In view of the coronavirus pandemic, the Deutsche Forschungsgemeinschaft (DFG, German Research Foundation) has underlined the need for long-term, knowledge-driven basic research.

Like all infectious diseases, the current coronavirus pandemic can be tackled all the more effectively the better we understand the pathogen and its effects on humans. This requires comprehensive long-term research, with the aim of understanding the genetic, biological, environmental, medical and socio-economic factors associated with an outbreak of this kind. Everything we currently know about the coronavirus, including diagnostic methods and possible treatment approaches, ultimately derives from the results of basic research."

Professor Dr. Katja Becker, President of Germany's largest research funding organization

Becker, who before taking office as DFG President in January was involved in malaria research in West Africa and elsewhere, also called for more intensive international cooperation. "Close communication between scientists, governments, the public and businesses, as well as a cooperative, coordinated approach between countries is essential. This is the only way for researchers and clinicians to efficiently share knowledge and learn from each other, and the only way to effectively limit the spread of the virus and its impacts on many areas of our lives. In the case of a pandemic like this, it is no longer about competition, whether in research or in other areas of society. It is about cooperation, anticipatory action, solidarity and ensuring protection for those who need it most."

The DFG is already funding approximately 20 research projects and larger-scale research groups on coronaviruses and the infectivity and genetic diversity of viruses, with a total of around €18 million per year.
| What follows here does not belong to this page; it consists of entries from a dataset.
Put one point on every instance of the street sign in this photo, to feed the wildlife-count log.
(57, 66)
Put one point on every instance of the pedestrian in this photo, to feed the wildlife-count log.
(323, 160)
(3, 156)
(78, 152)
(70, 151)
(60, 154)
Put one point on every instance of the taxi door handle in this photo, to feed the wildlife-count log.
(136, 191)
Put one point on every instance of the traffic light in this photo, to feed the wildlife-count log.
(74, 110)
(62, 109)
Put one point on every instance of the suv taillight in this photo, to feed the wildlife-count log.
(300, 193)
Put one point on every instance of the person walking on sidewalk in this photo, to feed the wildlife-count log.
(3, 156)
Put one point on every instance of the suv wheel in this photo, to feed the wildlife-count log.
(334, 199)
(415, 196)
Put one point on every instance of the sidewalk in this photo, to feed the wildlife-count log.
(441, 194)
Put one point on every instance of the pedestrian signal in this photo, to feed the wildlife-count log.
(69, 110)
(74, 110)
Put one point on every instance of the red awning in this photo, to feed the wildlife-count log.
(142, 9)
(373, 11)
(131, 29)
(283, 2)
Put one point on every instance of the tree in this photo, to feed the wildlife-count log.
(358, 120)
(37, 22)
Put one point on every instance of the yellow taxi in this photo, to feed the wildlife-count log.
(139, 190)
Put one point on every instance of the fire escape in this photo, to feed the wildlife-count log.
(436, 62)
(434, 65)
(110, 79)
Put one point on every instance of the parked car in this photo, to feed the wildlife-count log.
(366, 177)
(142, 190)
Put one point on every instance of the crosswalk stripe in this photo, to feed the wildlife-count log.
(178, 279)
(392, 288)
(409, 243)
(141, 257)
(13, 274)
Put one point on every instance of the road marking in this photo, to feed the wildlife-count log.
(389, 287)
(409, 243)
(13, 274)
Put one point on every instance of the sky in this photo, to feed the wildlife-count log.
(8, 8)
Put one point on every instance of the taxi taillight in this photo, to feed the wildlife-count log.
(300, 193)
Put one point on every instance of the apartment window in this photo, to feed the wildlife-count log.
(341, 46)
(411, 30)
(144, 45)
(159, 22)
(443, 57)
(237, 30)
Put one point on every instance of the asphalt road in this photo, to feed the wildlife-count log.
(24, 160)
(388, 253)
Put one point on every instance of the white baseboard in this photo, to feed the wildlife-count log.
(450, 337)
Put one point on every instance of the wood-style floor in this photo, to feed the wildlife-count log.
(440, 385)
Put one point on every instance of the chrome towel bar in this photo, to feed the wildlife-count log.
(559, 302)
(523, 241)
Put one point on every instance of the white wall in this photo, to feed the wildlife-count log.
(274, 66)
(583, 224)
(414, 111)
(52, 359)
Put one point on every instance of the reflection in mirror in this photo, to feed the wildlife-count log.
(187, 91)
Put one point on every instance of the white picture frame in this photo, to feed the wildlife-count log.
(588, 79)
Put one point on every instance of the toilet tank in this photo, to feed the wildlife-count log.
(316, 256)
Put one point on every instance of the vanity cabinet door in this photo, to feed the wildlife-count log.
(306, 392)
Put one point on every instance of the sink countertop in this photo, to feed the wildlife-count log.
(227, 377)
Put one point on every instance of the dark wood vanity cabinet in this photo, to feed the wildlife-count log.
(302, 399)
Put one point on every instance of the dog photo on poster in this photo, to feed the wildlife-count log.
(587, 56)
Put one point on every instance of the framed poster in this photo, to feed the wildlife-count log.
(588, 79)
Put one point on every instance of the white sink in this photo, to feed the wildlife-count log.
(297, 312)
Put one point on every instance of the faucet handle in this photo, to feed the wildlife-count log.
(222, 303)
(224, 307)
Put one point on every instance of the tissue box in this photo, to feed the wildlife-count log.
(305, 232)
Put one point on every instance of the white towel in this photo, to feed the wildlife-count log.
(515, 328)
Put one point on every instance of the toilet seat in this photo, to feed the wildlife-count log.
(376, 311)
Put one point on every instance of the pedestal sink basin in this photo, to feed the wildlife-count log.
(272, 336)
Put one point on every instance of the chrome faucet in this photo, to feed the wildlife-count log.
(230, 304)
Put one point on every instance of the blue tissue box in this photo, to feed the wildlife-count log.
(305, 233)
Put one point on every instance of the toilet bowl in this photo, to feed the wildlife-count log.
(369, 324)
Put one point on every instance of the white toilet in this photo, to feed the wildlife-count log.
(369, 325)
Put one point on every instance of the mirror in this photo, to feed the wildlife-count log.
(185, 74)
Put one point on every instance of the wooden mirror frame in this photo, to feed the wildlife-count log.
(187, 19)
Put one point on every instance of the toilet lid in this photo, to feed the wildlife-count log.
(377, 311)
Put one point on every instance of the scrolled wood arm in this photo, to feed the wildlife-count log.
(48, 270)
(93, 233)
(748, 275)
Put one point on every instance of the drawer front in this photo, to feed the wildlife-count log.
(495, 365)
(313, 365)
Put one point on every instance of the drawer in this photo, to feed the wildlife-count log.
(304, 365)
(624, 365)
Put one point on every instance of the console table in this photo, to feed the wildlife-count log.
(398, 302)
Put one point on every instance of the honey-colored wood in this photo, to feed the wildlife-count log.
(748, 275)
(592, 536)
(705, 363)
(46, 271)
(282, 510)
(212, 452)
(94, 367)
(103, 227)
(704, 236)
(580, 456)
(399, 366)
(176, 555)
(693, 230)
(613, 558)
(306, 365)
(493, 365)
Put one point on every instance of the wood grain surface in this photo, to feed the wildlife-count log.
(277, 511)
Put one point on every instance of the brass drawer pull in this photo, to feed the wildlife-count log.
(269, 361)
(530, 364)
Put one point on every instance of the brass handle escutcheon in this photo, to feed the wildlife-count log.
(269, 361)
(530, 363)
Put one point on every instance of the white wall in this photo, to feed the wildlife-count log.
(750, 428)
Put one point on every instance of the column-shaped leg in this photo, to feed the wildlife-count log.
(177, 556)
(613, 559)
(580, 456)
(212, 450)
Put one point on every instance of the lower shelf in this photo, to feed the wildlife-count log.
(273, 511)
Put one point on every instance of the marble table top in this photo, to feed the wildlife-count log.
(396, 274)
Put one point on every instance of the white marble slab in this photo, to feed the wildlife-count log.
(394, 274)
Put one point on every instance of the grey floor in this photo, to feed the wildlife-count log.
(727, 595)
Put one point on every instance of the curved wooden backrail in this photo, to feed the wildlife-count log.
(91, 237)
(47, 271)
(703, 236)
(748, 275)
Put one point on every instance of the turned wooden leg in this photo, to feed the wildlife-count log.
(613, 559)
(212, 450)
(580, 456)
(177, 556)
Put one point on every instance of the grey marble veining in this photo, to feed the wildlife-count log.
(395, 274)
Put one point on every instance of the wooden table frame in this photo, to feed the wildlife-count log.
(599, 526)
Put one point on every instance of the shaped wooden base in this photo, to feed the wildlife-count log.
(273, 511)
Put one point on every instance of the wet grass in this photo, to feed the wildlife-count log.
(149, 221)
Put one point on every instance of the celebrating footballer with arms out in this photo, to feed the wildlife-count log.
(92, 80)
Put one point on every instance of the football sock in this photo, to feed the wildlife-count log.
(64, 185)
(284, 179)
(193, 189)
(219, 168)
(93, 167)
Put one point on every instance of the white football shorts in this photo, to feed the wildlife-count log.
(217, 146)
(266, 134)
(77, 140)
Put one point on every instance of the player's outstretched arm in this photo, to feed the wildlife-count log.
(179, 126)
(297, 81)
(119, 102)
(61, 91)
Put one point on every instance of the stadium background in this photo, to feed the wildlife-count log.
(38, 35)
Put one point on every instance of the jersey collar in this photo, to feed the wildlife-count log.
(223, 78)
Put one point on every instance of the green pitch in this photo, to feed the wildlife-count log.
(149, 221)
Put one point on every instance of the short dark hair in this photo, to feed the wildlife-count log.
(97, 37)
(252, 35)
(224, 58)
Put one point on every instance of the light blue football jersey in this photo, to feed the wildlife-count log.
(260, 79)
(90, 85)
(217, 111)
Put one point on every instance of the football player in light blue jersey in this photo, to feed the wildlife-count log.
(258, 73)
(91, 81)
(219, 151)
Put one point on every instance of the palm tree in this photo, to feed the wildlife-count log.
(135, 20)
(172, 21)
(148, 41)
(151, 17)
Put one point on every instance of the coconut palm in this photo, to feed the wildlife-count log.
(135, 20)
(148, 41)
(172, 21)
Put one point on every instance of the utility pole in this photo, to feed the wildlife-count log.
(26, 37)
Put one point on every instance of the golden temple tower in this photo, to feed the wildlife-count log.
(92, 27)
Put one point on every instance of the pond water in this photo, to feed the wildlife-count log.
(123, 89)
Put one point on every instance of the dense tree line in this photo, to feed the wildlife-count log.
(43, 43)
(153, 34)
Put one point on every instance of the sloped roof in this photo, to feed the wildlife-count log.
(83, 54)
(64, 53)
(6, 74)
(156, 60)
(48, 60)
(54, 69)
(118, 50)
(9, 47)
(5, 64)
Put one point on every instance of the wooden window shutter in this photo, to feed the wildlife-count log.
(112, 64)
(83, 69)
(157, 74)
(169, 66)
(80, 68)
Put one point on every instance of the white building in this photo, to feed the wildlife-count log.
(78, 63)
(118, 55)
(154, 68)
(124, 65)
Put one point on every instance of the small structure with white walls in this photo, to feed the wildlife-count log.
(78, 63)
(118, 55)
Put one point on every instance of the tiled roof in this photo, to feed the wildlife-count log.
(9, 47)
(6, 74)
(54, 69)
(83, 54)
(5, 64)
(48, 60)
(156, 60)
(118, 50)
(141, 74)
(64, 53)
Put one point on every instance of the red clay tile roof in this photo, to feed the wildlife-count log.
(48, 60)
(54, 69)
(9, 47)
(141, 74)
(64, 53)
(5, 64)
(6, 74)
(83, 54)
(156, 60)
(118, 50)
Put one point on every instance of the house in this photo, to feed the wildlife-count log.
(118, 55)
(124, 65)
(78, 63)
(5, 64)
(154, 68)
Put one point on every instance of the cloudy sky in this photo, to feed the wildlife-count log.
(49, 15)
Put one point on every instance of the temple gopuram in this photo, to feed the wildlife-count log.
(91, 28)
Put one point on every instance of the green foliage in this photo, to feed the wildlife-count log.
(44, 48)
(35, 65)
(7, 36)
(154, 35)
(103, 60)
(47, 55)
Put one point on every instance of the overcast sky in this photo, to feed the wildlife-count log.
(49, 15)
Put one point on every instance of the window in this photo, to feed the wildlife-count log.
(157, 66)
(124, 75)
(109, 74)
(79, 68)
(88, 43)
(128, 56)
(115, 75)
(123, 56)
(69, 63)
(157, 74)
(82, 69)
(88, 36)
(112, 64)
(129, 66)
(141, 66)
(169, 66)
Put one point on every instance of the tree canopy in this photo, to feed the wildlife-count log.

Examples include CRC/Transregio (CRC/TRR) 84 "Innate Immunity of the Lung: Mechanisms of Pathogen Attack and Host Defence in Pneumonia", which is based in Berlin, Giessen and Marburg and has been funded since 2010, the Heidelberg-based CRC 1129 "Integrative Analysis of Pathogen Replication and Spread" and CRC 1021 "RNA Viruses: RNA Metabolism, Host Response and Pathogenesis" in Marburg, which have been funded since 2014 and 2013, respectively.

Other research collaborations concerned with questions relating to coronaviruses and novel viral diseases include Priority Programme (PP) 1596 "Ecology and Species Barriers in Emerging Viral Diseases", led by Berlin-based virologist Professor Dr. Christian Drosten, which has been funded since 2013 and is about to be concluded; Clinical Research Unit (KFO) 309 "Virus-Induced Lung Injury: Pathobiology and Novel Therapeutic Strategies" in Giessen, funded since 2016; and individual projects, for instance within the framework of the DFG's Africa Initiative for Infectiology.

In addition to ongoing research projects, the DFG is currently preparing a call for multidisciplinary research on epidemics and pandemics. Funding will be offered for research projects on the fundamental biological and medical aspects of a pathogen, preventive measures and therapeutic methods, and the psychological, social, cultural, legal and ethical implications associated with the emergence, spread and treatment of epidemics and pandemics. Impacts on global and regional economic development, production and value creation chains, logistics, transport and communication will also be examined. Interdisciplinarity, transdisciplinarity and cooperation should play a key role. The call is expected to be presented and published before the end of March.